As described in the “Results” section, we observed strong immunostaining with the α5 antibody (and the α3 antibody as well) in the spiral ligament where staining had not been previously described.9 Therefore, we wanted to rule out the possibility of cross-reactivity of the α5 antibody. We used the following protocol to obtain purified α5 protein containing the noncollagenous (NC1) domain of the COL4 α5 chain. Cells producing the α5NCI protein (EBNA 293 embryonic renal cells) were cultured for 48 hours in serum-free and antibiotic-free medium. The serum-free medium contained various secreted cellular proteins including α5NC1. The recombinant FLAG-tagged protein was purified at 4°C using the Anti-FLAGM2 affinity gel (Sigma). A polypropylene column was filled with 2.5 mL of affinity gel, and the serum-free medium was applied to the column following the manufacturer’s specifications. Briefly, approximately 250 mL of serum-free medium was passed over the column followed by 2 washes with sterile Tris base (pH 8.0). The FLAG-tagged fusion protein bound to the resin containing anti-FLAGM2 antibody, and the protein then was eluted from the column into 1.5-mL aliquots with glycine (pH 3.5). Glycine was used to denature the antibody and the recombinant α5NC1 protein was eluted into microcentrifuge tubes containing 35 μL of Tris base (pH 10) (which neutralizes the pH of the recombinant protein-containing glycine solution to minimize the negative effects of the acidic environment of the protein). The aliquots were then read on a spectrophotometer at 280 nm, and those with a significant optical density were pooled and collectively dialyzed 3 times against PBS at 4°C. The purified α5NC1 protein was used to preabsorb the α5 antibody in a series of sections that were processed for immunostaining as previously described.

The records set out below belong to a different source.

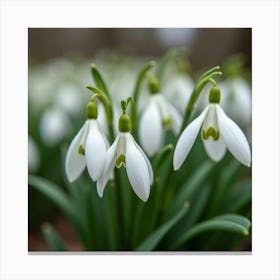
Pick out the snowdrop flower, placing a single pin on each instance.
(159, 114)
(218, 133)
(88, 148)
(237, 99)
(126, 152)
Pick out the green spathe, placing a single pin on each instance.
(124, 123)
(91, 111)
(215, 95)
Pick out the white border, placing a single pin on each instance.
(262, 16)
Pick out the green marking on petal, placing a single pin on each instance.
(211, 131)
(120, 161)
(166, 122)
(81, 150)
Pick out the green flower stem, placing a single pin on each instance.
(107, 105)
(121, 225)
(169, 185)
(140, 78)
(201, 83)
(99, 80)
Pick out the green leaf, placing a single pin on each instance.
(98, 79)
(151, 242)
(239, 195)
(162, 157)
(56, 195)
(52, 238)
(229, 222)
(191, 186)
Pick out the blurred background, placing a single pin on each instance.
(59, 69)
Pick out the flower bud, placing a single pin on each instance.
(124, 123)
(91, 111)
(215, 95)
(154, 85)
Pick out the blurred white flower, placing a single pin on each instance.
(218, 133)
(88, 148)
(125, 151)
(70, 99)
(158, 114)
(33, 156)
(236, 100)
(54, 126)
(178, 90)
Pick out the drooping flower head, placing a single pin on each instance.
(218, 133)
(157, 116)
(126, 152)
(88, 148)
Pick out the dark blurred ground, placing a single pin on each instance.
(207, 46)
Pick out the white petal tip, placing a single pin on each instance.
(248, 163)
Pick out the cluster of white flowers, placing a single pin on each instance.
(90, 147)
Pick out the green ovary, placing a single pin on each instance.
(211, 131)
(120, 161)
(166, 122)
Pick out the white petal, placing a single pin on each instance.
(233, 137)
(150, 129)
(241, 107)
(108, 167)
(186, 140)
(151, 173)
(75, 163)
(137, 170)
(95, 149)
(215, 149)
(176, 119)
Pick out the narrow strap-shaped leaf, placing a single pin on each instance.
(52, 238)
(151, 242)
(162, 156)
(55, 194)
(230, 222)
(98, 79)
(190, 187)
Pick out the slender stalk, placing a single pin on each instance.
(202, 81)
(140, 78)
(120, 209)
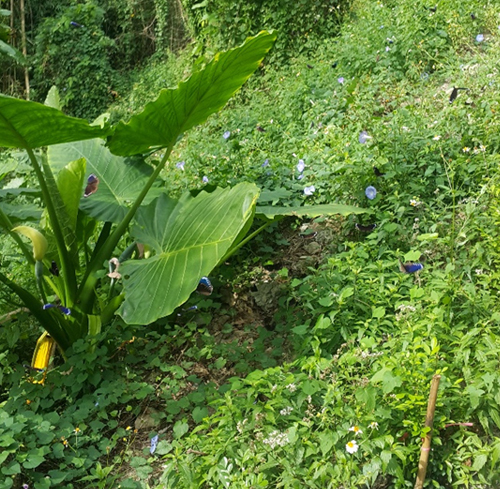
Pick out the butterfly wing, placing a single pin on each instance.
(205, 286)
(410, 267)
(92, 185)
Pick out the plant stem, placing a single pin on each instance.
(69, 272)
(426, 444)
(6, 223)
(232, 251)
(89, 280)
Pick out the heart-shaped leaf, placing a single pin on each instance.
(189, 236)
(204, 93)
(26, 124)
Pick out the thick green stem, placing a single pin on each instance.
(89, 281)
(69, 272)
(243, 242)
(46, 318)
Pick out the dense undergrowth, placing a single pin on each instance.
(311, 363)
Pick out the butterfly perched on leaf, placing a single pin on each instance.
(65, 310)
(92, 185)
(410, 267)
(205, 286)
(53, 269)
(365, 229)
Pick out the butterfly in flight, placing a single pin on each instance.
(92, 184)
(454, 93)
(410, 267)
(365, 229)
(204, 286)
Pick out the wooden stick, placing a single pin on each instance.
(426, 444)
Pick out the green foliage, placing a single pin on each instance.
(29, 125)
(76, 60)
(229, 22)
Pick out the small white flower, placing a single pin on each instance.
(275, 439)
(356, 429)
(352, 446)
(370, 192)
(363, 137)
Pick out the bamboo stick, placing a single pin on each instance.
(426, 444)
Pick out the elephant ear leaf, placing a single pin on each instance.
(190, 236)
(29, 125)
(204, 93)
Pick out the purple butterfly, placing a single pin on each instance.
(410, 267)
(92, 184)
(64, 310)
(204, 286)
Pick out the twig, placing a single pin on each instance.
(426, 444)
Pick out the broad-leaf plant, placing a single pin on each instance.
(185, 238)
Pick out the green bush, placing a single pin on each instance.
(76, 59)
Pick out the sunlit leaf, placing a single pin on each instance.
(189, 236)
(26, 124)
(120, 179)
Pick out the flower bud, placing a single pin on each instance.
(38, 240)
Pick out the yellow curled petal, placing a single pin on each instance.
(38, 240)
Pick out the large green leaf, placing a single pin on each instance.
(270, 212)
(26, 124)
(18, 213)
(120, 179)
(189, 236)
(204, 93)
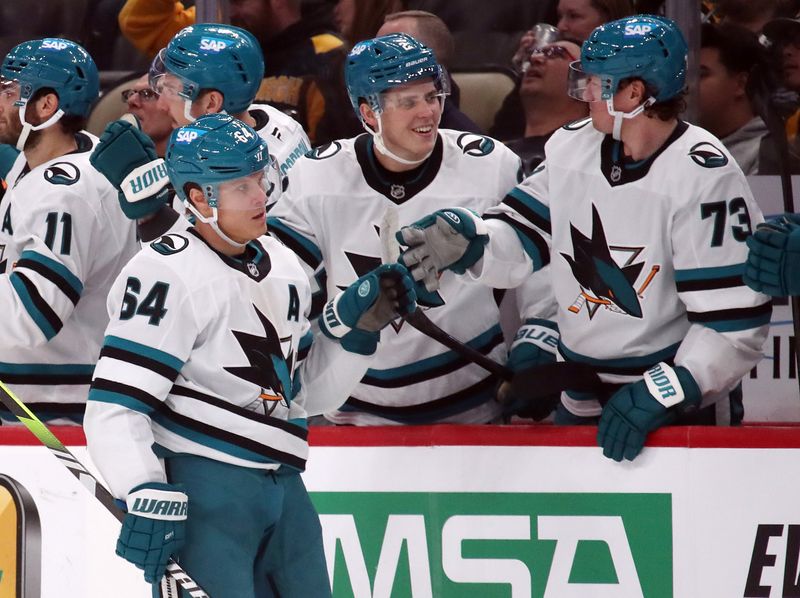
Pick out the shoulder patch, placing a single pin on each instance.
(475, 145)
(325, 151)
(577, 124)
(62, 173)
(707, 155)
(170, 244)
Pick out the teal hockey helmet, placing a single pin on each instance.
(57, 64)
(376, 65)
(213, 56)
(646, 47)
(213, 149)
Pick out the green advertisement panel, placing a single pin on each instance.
(474, 545)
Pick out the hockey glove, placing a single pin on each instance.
(127, 158)
(773, 264)
(638, 408)
(534, 344)
(450, 239)
(356, 315)
(154, 529)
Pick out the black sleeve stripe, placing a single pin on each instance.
(42, 305)
(525, 211)
(130, 391)
(731, 314)
(534, 237)
(140, 360)
(53, 277)
(686, 286)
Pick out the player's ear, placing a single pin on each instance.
(198, 200)
(368, 115)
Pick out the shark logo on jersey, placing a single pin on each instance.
(62, 173)
(603, 280)
(325, 151)
(268, 368)
(170, 244)
(707, 156)
(475, 145)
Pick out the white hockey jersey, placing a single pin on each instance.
(646, 257)
(63, 240)
(330, 216)
(200, 357)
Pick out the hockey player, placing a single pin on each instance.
(63, 239)
(331, 213)
(643, 218)
(206, 365)
(206, 68)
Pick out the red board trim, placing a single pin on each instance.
(749, 436)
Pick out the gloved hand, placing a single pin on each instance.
(534, 344)
(449, 239)
(773, 264)
(638, 408)
(154, 528)
(127, 158)
(357, 315)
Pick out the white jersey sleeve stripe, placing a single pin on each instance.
(54, 271)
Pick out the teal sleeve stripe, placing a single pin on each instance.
(432, 363)
(294, 239)
(57, 267)
(709, 273)
(117, 398)
(46, 369)
(738, 325)
(642, 361)
(306, 341)
(531, 202)
(27, 301)
(149, 352)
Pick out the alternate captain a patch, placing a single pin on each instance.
(606, 273)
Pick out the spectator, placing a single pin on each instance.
(64, 239)
(154, 119)
(358, 20)
(304, 57)
(753, 15)
(783, 35)
(645, 276)
(545, 100)
(730, 56)
(576, 19)
(431, 31)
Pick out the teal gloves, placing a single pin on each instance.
(154, 529)
(356, 315)
(638, 408)
(127, 158)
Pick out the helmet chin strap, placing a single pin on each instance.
(212, 220)
(28, 127)
(377, 138)
(619, 117)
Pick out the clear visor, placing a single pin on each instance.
(410, 99)
(585, 87)
(10, 90)
(249, 193)
(166, 83)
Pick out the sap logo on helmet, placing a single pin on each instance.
(188, 135)
(638, 29)
(213, 44)
(54, 44)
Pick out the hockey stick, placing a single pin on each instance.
(47, 438)
(533, 383)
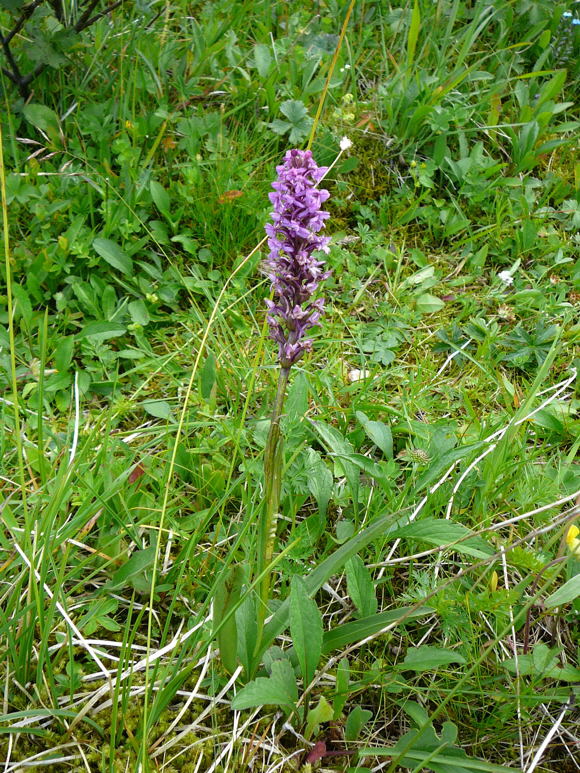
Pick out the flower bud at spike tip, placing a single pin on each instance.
(292, 267)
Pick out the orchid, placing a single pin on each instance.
(293, 267)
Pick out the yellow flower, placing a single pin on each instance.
(572, 540)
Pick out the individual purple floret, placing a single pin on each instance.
(291, 266)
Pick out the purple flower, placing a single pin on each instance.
(292, 267)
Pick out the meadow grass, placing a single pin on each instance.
(425, 597)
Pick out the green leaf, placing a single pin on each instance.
(349, 633)
(443, 533)
(12, 5)
(225, 600)
(114, 255)
(322, 712)
(158, 408)
(360, 587)
(335, 443)
(132, 569)
(428, 304)
(305, 629)
(379, 433)
(413, 33)
(357, 719)
(262, 59)
(63, 353)
(207, 376)
(101, 331)
(247, 633)
(298, 123)
(279, 689)
(320, 482)
(22, 306)
(426, 658)
(564, 595)
(382, 528)
(43, 118)
(139, 313)
(160, 198)
(341, 692)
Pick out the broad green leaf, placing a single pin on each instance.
(382, 528)
(413, 33)
(262, 59)
(43, 118)
(247, 633)
(444, 533)
(160, 198)
(428, 304)
(207, 376)
(426, 658)
(135, 567)
(22, 306)
(101, 331)
(357, 719)
(139, 313)
(114, 255)
(564, 595)
(341, 693)
(442, 462)
(360, 587)
(322, 712)
(12, 5)
(379, 433)
(320, 482)
(336, 444)
(357, 630)
(158, 408)
(63, 353)
(279, 689)
(225, 600)
(305, 629)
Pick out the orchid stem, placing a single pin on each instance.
(272, 485)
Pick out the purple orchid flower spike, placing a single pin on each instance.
(292, 267)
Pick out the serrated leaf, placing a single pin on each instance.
(279, 689)
(426, 658)
(305, 628)
(360, 587)
(114, 255)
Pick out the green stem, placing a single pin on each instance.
(272, 484)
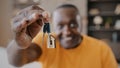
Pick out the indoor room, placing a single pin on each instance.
(63, 27)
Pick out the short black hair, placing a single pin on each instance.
(68, 6)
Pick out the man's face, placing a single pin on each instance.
(66, 27)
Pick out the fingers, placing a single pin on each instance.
(20, 26)
(34, 17)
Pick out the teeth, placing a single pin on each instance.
(68, 38)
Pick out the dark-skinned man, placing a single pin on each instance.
(73, 50)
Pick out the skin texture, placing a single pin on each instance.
(25, 25)
(67, 27)
(28, 22)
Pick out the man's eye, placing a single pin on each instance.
(73, 25)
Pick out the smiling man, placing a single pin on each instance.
(73, 50)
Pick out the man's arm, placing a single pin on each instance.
(18, 57)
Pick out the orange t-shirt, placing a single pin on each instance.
(91, 53)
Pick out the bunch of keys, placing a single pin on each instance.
(46, 29)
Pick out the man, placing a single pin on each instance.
(73, 50)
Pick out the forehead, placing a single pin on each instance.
(66, 12)
(63, 14)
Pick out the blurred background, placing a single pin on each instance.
(100, 19)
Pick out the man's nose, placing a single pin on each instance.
(66, 30)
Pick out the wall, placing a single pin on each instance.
(6, 13)
(5, 16)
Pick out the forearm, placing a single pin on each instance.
(18, 57)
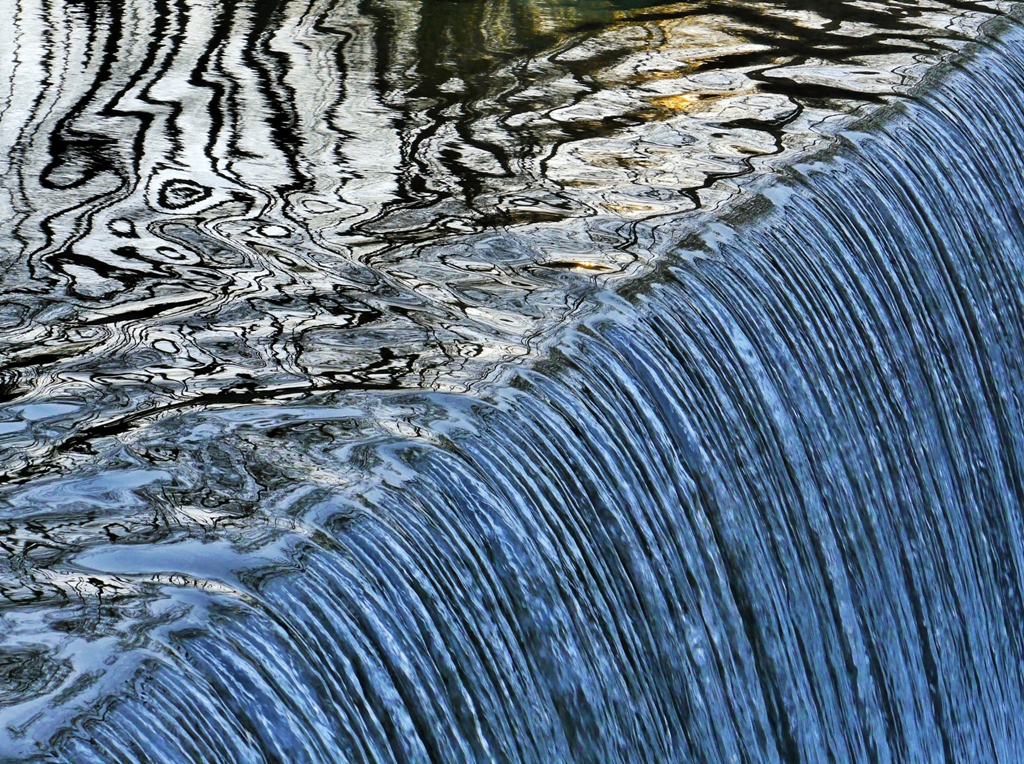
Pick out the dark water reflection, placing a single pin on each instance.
(229, 229)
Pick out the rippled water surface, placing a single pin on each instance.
(266, 266)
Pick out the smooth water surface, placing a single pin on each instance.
(273, 489)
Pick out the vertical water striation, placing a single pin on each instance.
(761, 505)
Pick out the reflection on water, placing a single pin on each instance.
(210, 206)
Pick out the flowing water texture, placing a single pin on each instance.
(420, 380)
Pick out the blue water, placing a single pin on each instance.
(760, 504)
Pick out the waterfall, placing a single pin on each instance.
(763, 504)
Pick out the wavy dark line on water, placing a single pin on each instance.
(273, 493)
(763, 505)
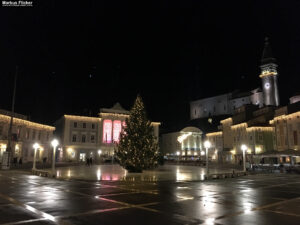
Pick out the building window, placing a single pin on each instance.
(107, 128)
(92, 138)
(117, 127)
(74, 138)
(295, 138)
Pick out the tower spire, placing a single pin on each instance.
(267, 56)
(269, 76)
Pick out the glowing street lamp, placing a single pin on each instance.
(207, 145)
(178, 153)
(244, 148)
(54, 144)
(35, 146)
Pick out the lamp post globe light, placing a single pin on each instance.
(35, 146)
(207, 145)
(54, 144)
(177, 153)
(244, 148)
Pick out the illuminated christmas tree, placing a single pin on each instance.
(138, 148)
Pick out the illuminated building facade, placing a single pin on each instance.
(85, 137)
(24, 134)
(287, 127)
(249, 126)
(183, 145)
(226, 104)
(216, 149)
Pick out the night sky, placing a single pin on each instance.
(75, 58)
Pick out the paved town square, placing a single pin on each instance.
(252, 199)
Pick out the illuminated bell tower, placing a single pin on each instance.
(269, 76)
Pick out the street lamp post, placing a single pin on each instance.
(207, 145)
(244, 148)
(99, 153)
(54, 144)
(35, 146)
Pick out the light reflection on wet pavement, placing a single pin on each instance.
(115, 173)
(253, 199)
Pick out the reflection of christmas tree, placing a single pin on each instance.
(138, 148)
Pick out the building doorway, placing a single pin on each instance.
(82, 157)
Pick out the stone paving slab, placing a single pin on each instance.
(27, 199)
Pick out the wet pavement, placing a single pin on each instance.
(115, 172)
(253, 199)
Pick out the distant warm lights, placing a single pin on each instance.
(219, 133)
(207, 144)
(244, 147)
(266, 73)
(18, 121)
(249, 129)
(36, 146)
(54, 143)
(182, 137)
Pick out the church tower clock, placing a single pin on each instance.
(269, 76)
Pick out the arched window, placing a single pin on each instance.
(107, 128)
(117, 130)
(83, 138)
(74, 138)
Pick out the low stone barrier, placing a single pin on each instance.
(42, 173)
(225, 175)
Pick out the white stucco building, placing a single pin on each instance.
(24, 134)
(224, 104)
(184, 145)
(95, 137)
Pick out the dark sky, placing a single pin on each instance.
(74, 57)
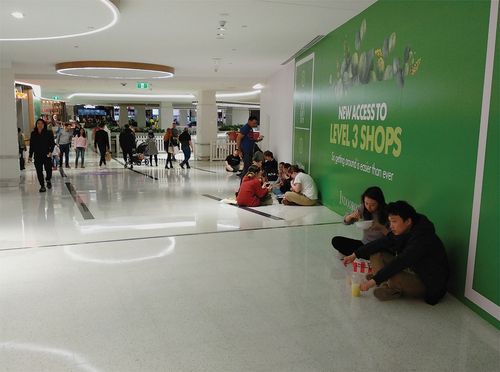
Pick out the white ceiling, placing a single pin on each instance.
(261, 35)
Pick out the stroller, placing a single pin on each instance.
(140, 154)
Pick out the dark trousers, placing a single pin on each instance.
(346, 246)
(64, 152)
(247, 162)
(127, 153)
(21, 158)
(187, 154)
(102, 151)
(41, 163)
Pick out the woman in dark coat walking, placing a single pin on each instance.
(42, 144)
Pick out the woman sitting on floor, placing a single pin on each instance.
(252, 193)
(372, 207)
(303, 191)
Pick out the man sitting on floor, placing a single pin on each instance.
(410, 259)
(233, 162)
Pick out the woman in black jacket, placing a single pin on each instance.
(42, 144)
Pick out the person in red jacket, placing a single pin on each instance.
(252, 193)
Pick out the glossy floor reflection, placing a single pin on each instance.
(145, 270)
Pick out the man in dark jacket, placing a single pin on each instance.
(101, 142)
(127, 143)
(411, 259)
(42, 144)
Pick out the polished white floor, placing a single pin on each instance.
(146, 270)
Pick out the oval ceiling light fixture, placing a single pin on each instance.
(229, 95)
(147, 96)
(114, 70)
(103, 11)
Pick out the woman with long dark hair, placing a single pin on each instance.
(373, 207)
(169, 144)
(80, 145)
(42, 144)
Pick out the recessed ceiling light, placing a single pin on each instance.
(107, 3)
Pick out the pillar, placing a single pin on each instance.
(9, 158)
(123, 115)
(166, 115)
(140, 116)
(206, 124)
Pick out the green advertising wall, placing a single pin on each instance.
(394, 98)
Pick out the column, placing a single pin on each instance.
(140, 116)
(123, 115)
(9, 158)
(166, 115)
(206, 124)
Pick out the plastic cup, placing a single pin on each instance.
(355, 291)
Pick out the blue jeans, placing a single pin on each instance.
(80, 151)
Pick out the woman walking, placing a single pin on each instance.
(80, 145)
(169, 143)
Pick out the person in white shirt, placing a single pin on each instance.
(303, 189)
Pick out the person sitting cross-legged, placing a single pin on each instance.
(303, 189)
(409, 260)
(252, 193)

A BLASTp search of GenBank’s nonredundant protein database (maintained by the National Center for Biotechnology Information, Bethesda, Md) for the noncollagenous NC1 domain of COL4α5 was also performed.

RESULTS
LIGHT MICROSCOPY WITH HEMATOXYLIN-EOSIN

Hematoxylin-eosin staining was used to study the inner ears of 2 patients with SNHL due to Alport syndrome and of an unaffected individual used as a control. The findings in the representative mid modiolar sections studied from each temporal bone and stained with H&E are described in the following sections.

Control Ear

The cochlea consisted of 2½ turns. An organ of Corti was present throughout, although it was difficult to differentiate cells (eg, hair cells and supporting cells) because of poor preservation associated with processing in paraffin. The stria vascularis showed mild patchy atrophy, and the cochlear neuronal cells showed a mild loss in the basal turn (compared with normal newborns). The spiral ligament showed partial atrophy in especially the middle and apical turns. All the above changes were consistent with age-related change.

Case 1

The cochlea consisted of 2½ turns with diffuse endolymphatic hydrops of a moderate degree in all turns. There was a zone of separation between the basilar membrane and overlying organ of Corti, similar to the changes observed in the opposite ear (published previously, case 18). While the organ of Corti was present in all turns, its morphologic features were suboptimum owing to paraffin embedding, and it was not possible to determine whether hair cells were missing and whether there was cellular infilling within the tunnel of Corti and extracellular spaces of Nuel (as was observed in the contralateral ear of this individual8). The stria vascularis showed mild patchy atrophy, the cochlear neurons showed mild loss in the basal turn, and the spiral ligament showed partial atrophy in especially the middle and apical turns. The cochlear vasculature was normal. All these changes were consistent with age-related change.

Case 2

The cochlea consisted of 2½ turns. There was no endolymphatic hydrops. There was mild patchy atrophy of the stria vascularis, mild to moderate loss of cochlear neurons in the basal turn, and a separation between the basilar membrane and organ of Corti in many turns. Again, suboptimum morphologic features of the processed tissues precluded assessment of cellular architecture within the organ of Corti. Blood vessels supplying the cochlea appeared normal.

IMMUNOSTAINING
α1 Chain of Type IV Collagen

Results were similar for the control ear and both cases with Alport syndrome. Positive staining was observed in the BM overlying the basilar membrane, the BM of blood vessels within the modiolus, spiral ligament and stria vascularis, and the BM of Schwann cells within the modiolus and osseous spiral lamina. Positive staining was also observed within the spiral limbus and in collagen bundles within the spiral ligament of the basal turn. The Reissner membrane was also stained, although the staining was within the cytoplasm of the cells of the Reissner membrane rather than just its BM (Table and Figure).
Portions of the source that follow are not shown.